El famoso refrán que dice que “lo que mal empieza mal acaba” no siempre es verdad. La experiencia de la peregrinación a la Roma Ignaciana de los grupos 4 y 5 del Plan de Formación en Identidad y Misión empezó bastante mal gracias a que Iberia retrasó nuestra llegada a Roma en más de 8 horas. Una jornada intensa de aeropuertos que decidimos todos olvidar.Pero, gracias a Dios, no acabó así, nuestra estancia en Roma estuvo marcada por la acogida generosa de nuestros compañeros y compañeras de misión y por el traer a la memoria la vida de Ignacio y los primeros compañeros que inundaron cada uno de los rincones que vistamos.
El apostolado de la educación estuvo presente con la visita a la Gregoriana y al Pontificio Instituto Bíblico. Carlos Coupeau y Txema Ábrego fueron los anfitriones de nuestra incursión en estas instituciones que forman a cientos de religiosos, religiosas y laicos de tantas naciones. Sorprende ver la lista de insignes exalumnos y maestros.

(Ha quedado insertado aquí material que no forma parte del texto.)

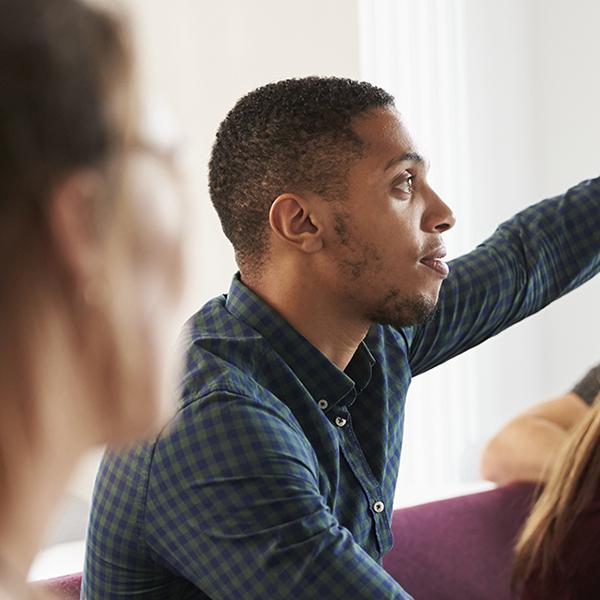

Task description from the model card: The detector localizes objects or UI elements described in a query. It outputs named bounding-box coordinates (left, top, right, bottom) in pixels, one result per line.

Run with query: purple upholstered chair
left=384, top=483, right=536, bottom=600
left=35, top=573, right=81, bottom=600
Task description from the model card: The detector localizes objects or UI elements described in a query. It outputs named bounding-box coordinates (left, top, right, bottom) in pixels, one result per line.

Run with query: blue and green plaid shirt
left=83, top=179, right=600, bottom=600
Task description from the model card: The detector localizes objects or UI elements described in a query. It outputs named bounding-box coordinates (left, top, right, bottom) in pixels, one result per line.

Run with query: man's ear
left=48, top=171, right=104, bottom=286
left=269, top=194, right=323, bottom=253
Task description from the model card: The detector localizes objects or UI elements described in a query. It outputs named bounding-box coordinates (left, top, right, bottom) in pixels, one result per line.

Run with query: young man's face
left=328, top=108, right=454, bottom=326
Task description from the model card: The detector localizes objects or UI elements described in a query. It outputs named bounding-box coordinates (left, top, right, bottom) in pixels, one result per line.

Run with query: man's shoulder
left=180, top=296, right=279, bottom=404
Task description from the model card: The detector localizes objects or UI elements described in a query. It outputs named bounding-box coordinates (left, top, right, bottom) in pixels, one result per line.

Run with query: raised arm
left=146, top=392, right=410, bottom=600
left=481, top=365, right=600, bottom=484
left=405, top=178, right=600, bottom=375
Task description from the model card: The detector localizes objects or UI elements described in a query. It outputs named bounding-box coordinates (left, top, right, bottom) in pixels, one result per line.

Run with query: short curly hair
left=209, top=77, right=394, bottom=270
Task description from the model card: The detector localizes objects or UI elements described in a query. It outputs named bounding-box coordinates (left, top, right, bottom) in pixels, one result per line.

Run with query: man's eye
left=394, top=175, right=414, bottom=194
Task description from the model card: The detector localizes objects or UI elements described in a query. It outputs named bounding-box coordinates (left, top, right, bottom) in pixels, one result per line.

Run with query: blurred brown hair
left=513, top=397, right=600, bottom=589
left=0, top=0, right=133, bottom=489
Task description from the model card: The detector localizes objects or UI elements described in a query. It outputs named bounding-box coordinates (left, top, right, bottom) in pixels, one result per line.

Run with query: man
left=84, top=77, right=600, bottom=600
left=481, top=365, right=600, bottom=485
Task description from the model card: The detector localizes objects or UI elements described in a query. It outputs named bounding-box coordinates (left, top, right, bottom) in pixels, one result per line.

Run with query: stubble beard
left=367, top=288, right=437, bottom=329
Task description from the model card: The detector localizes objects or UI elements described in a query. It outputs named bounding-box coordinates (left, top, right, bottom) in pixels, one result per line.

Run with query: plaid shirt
left=83, top=179, right=600, bottom=600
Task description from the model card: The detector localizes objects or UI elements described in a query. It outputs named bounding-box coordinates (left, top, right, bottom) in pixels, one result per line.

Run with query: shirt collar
left=225, top=273, right=375, bottom=407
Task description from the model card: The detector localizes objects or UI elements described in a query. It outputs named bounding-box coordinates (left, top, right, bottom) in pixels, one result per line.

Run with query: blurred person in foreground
left=481, top=365, right=600, bottom=485
left=513, top=396, right=600, bottom=600
left=84, top=77, right=600, bottom=600
left=0, top=0, right=182, bottom=599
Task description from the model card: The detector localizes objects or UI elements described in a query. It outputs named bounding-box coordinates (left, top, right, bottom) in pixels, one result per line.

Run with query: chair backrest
left=35, top=573, right=81, bottom=600
left=384, top=483, right=536, bottom=600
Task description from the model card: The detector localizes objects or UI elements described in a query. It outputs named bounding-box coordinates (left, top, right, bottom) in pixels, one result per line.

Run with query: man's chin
left=370, top=294, right=438, bottom=329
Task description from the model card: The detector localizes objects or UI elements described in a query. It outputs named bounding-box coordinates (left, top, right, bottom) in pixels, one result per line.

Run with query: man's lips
left=419, top=247, right=450, bottom=279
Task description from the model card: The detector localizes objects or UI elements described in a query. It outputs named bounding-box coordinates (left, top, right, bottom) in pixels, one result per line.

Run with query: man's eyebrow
left=384, top=152, right=426, bottom=171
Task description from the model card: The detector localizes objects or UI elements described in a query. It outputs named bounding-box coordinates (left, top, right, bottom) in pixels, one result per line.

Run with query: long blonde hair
left=0, top=0, right=133, bottom=514
left=513, top=396, right=600, bottom=588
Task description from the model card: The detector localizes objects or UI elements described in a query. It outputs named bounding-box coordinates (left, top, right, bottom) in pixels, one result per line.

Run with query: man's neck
left=242, top=268, right=370, bottom=371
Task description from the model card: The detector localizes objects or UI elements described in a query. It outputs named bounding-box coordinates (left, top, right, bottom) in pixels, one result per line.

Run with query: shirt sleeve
left=145, top=392, right=411, bottom=600
left=572, top=365, right=600, bottom=406
left=404, top=178, right=600, bottom=375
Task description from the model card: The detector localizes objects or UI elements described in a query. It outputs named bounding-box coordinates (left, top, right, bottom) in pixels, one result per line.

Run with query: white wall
left=127, top=0, right=359, bottom=314
left=71, top=0, right=600, bottom=504
left=466, top=0, right=600, bottom=440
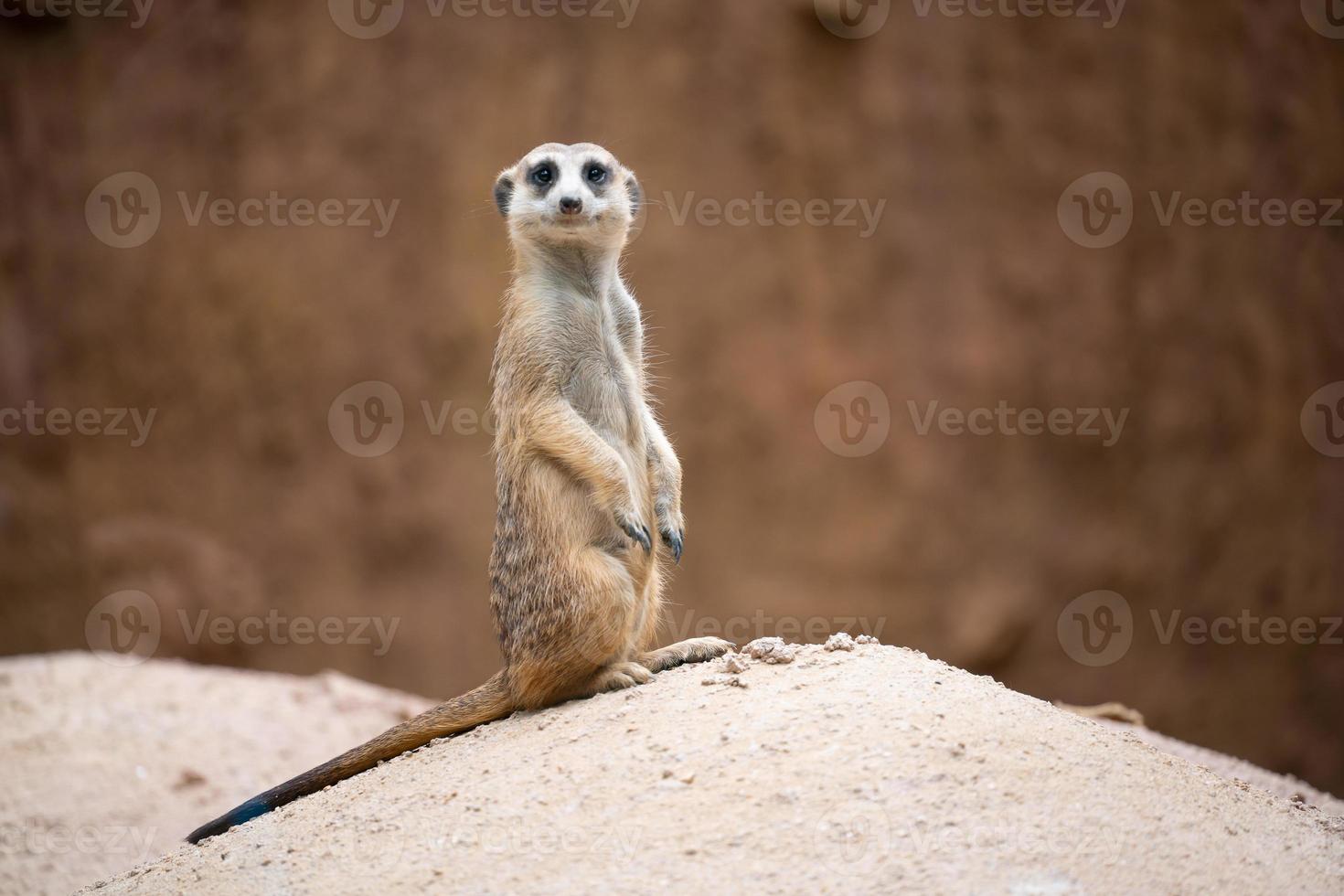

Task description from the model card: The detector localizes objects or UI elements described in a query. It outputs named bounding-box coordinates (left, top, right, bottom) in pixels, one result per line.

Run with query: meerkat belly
left=564, top=352, right=653, bottom=548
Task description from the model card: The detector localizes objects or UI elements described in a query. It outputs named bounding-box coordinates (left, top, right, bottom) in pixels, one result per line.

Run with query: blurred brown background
left=0, top=0, right=1344, bottom=793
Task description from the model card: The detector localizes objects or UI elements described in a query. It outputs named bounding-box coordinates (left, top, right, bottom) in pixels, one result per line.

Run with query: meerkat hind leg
left=640, top=638, right=738, bottom=672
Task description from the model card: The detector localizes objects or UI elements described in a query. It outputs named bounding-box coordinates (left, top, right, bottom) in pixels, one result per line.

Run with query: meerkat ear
left=625, top=171, right=644, bottom=218
left=495, top=175, right=514, bottom=218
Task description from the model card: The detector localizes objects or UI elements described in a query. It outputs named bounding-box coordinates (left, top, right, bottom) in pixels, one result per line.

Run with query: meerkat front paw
left=614, top=505, right=653, bottom=553
left=653, top=501, right=686, bottom=563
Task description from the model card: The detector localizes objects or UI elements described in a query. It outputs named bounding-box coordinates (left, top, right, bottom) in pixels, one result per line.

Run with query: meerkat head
left=495, top=144, right=644, bottom=249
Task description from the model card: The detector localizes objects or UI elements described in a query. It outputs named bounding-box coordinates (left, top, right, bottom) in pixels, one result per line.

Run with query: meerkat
left=187, top=144, right=734, bottom=844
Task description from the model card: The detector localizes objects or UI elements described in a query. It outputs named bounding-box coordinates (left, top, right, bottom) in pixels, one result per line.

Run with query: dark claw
left=621, top=523, right=653, bottom=553
left=661, top=529, right=684, bottom=566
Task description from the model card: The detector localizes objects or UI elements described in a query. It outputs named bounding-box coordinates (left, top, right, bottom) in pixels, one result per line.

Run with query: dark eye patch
left=527, top=160, right=560, bottom=197
left=583, top=161, right=612, bottom=194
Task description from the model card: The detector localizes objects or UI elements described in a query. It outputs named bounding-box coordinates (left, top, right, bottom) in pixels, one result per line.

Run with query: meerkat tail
left=187, top=672, right=516, bottom=844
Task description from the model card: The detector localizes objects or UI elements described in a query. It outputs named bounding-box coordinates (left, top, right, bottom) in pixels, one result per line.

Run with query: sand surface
left=0, top=645, right=1344, bottom=896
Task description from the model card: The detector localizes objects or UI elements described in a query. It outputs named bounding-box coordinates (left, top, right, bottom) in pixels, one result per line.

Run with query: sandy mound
left=31, top=645, right=1344, bottom=896
left=0, top=653, right=427, bottom=896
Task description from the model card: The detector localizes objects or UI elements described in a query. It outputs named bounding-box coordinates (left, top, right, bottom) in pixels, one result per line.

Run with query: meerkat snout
left=495, top=144, right=643, bottom=244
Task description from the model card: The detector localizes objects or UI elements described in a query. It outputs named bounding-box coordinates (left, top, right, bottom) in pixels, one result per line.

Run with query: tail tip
left=187, top=799, right=270, bottom=844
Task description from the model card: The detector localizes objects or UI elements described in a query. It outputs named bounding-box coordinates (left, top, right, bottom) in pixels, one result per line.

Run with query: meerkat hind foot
left=592, top=662, right=653, bottom=693
left=640, top=638, right=738, bottom=672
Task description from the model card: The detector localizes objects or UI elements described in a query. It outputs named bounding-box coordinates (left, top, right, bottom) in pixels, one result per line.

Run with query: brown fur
left=187, top=144, right=732, bottom=842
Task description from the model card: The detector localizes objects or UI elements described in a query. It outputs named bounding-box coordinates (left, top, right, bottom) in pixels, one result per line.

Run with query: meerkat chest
left=564, top=321, right=643, bottom=446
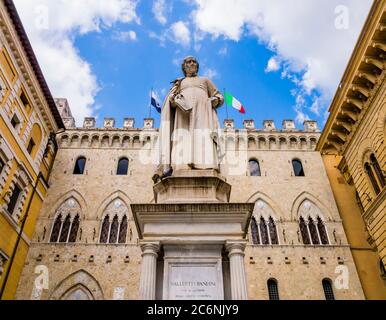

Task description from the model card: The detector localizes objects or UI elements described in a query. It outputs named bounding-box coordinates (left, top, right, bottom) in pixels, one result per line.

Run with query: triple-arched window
left=100, top=215, right=128, bottom=244
left=364, top=154, right=386, bottom=195
left=322, top=279, right=335, bottom=300
left=251, top=200, right=279, bottom=245
left=74, top=157, right=87, bottom=175
left=117, top=158, right=129, bottom=176
left=248, top=159, right=261, bottom=177
left=50, top=198, right=80, bottom=243
left=99, top=199, right=129, bottom=244
left=299, top=200, right=330, bottom=245
left=292, top=159, right=305, bottom=177
left=267, top=279, right=280, bottom=300
left=251, top=217, right=279, bottom=245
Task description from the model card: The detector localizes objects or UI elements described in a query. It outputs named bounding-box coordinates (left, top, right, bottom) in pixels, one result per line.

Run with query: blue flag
left=151, top=91, right=162, bottom=113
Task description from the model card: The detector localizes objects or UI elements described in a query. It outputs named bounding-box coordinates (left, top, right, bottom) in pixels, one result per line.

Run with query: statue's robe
left=157, top=77, right=224, bottom=176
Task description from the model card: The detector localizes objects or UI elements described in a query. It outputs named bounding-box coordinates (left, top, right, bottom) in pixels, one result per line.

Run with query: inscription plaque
left=168, top=264, right=224, bottom=300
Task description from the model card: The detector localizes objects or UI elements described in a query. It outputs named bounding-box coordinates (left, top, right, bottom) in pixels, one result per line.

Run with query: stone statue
left=153, top=56, right=224, bottom=183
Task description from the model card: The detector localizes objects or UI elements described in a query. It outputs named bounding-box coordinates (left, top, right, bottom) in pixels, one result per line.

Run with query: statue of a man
left=153, top=56, right=224, bottom=182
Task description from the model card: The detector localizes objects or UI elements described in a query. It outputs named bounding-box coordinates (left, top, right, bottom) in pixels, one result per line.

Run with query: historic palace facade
left=0, top=0, right=386, bottom=300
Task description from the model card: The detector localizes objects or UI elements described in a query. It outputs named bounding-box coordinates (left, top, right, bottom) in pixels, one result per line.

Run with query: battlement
left=63, top=117, right=320, bottom=132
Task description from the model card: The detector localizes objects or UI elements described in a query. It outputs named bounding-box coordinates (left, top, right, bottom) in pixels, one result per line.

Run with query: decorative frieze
left=83, top=117, right=96, bottom=129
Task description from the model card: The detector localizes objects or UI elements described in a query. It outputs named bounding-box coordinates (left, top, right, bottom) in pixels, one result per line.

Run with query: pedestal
left=139, top=242, right=160, bottom=300
left=131, top=171, right=255, bottom=300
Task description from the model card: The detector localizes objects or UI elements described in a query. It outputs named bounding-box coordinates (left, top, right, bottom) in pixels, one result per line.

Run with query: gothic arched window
left=117, top=158, right=129, bottom=176
left=100, top=199, right=131, bottom=244
left=109, top=215, right=119, bottom=243
left=322, top=279, right=335, bottom=300
left=300, top=217, right=311, bottom=244
left=318, top=217, right=329, bottom=245
left=118, top=216, right=128, bottom=243
left=249, top=159, right=261, bottom=177
left=50, top=198, right=81, bottom=243
left=292, top=159, right=305, bottom=177
left=260, top=217, right=270, bottom=245
left=251, top=217, right=260, bottom=244
left=99, top=215, right=110, bottom=243
left=370, top=154, right=386, bottom=188
left=50, top=214, right=62, bottom=242
left=74, top=157, right=86, bottom=175
left=308, top=217, right=320, bottom=244
left=59, top=215, right=71, bottom=243
left=365, top=163, right=381, bottom=195
left=68, top=215, right=79, bottom=243
left=299, top=200, right=330, bottom=245
left=267, top=279, right=280, bottom=300
left=268, top=217, right=279, bottom=244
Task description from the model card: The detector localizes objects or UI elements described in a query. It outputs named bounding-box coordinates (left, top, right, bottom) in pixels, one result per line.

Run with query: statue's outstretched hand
left=210, top=97, right=220, bottom=108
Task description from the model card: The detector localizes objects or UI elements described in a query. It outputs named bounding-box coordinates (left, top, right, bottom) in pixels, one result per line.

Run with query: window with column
left=267, top=279, right=280, bottom=301
left=7, top=184, right=22, bottom=215
left=99, top=199, right=131, bottom=244
left=299, top=200, right=330, bottom=245
left=50, top=198, right=81, bottom=243
left=248, top=159, right=261, bottom=177
left=322, top=279, right=335, bottom=300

Para conocer la forma como se organiza la Compañía y acercarnos a los desafíos a los que trata de responder la Compañía en los países donde estamos presentes le dedicamos dos mañanas a visitar la Curia General. Conducidos con gran amabilidad, cercanía y generosidad por Ina Echarte se nos fueron abriendo las puertas del aula de la Congregación General y, no sin emoción, nos trajo a la memoria el momento de la elección del Padre General y el mensaje del Papa Benedicto XVI. Su nudo en la garganta nos hizo sentir la importancia y la carga afectiva de ese momento y nosotros estábamos en ese lugar! Como un “bello” complemento, admiramos los mosaicos de Marko Rupnik en la Capilla de la Comunidad de Canisio y en la Capilla de la Curia y la estratégica terraza con vistas a San Pedro.
El acercamiento a los desafíos que tiene la Compañía Universal lo tuvimos en dos momentos, el primero con Amaya Valcárcel del Servicio Jesuita a Refugiados y el segundo con cuatro asistentes, Marcos Recolons (América Latina Meridional), Gabriel Ignacio Rodríguez (América Latina Septentrional), Antoine Kerhuel (Europa Occidental) y Jean-Roger Ndombi (África). Cada uno de ellos fue abriendo nuestros ojos y nuestros corazones a realidades complejas en las que la Compañía trata de aportar con sus obras: SIDA, culturas indígenas, cooperación para el desarrollo, pérdida de credibilidad de la Iglesia y un largo etcétera nos interpelaron y nos generaron muchas preguntas y muchos deseos de seguir aportando, desde nuestras propias realidades, a la misión de Cristo, de la Iglesia y de la Compañía.
Tres momentos se caracterizaron por su emotividad: el encuentro con el Padre General, siempre amable y dispuesto a recibirnos con cariño; la visita al archivo de la Compañía en la que no pudimos contener la emoción al tener tan cerca los manuscritos de San Ignacio y la máscara de cera original y la celebración eucarística en las camarettes donde, de alguna manera, cerramos el itinerario de estos cuatro años de formación.
No podemos dejar de mencionar el recorrido que hicimos con Carlos por los lugares que recorriera Ignacio y por los dos templos que hoy día exaltan su presencia en Roma, el Gesú y la Iglesia de San Ignacio; la visita al Centro Aletti donde Marko Rupnik y su comunidad internacional une las diferentes sensibilidades cristianas a través del arte y el recorrido por la necrópolis de San Pedro donde estuvimos a unos pocos metros de la tumba del apóstol.
Un sentimiento general ha quedado en quienes tuvimos la fortuna de hacer este peregrinaje: agradecimiento. Gracias a Dios, a la Compañía y a tantas personas que nos han permitido hacer este camino del Plan de Formación.
Los cuatro jesuitas que estuvimos en el viaje a Roma tuvimos unas experiencias adicionales que fueron todo un regalo de Dios. Primero, poder comer con el Padre General y otros compañeros de la Curia en un ambiente fraterno y cercano; segundo, una tarde espiritual “de compañeros” (junto con Ina y Patxi) en la Storta y la Basílica de San Pablo de los Extramuros, allí, en silencio, evocamos la visión de Ignacio y los últimos votos de los primeros compañeros. Un momento hondo y profundo. Finalmente, por sugerencia del Padre General y de Ina, tuvimos ocasión de presentarle nuestro Plan de Formación al recién elegido Secretario para la Colaboración ya que está muy interesado de conocer los pormenores de su inspiración y estructura.
El lunes 19, sin contratiempos de vuelos, llegamos de nuevo a casa con el corazón agradecido y con nuevos ímpetus para colaborar con la misión de Cristo.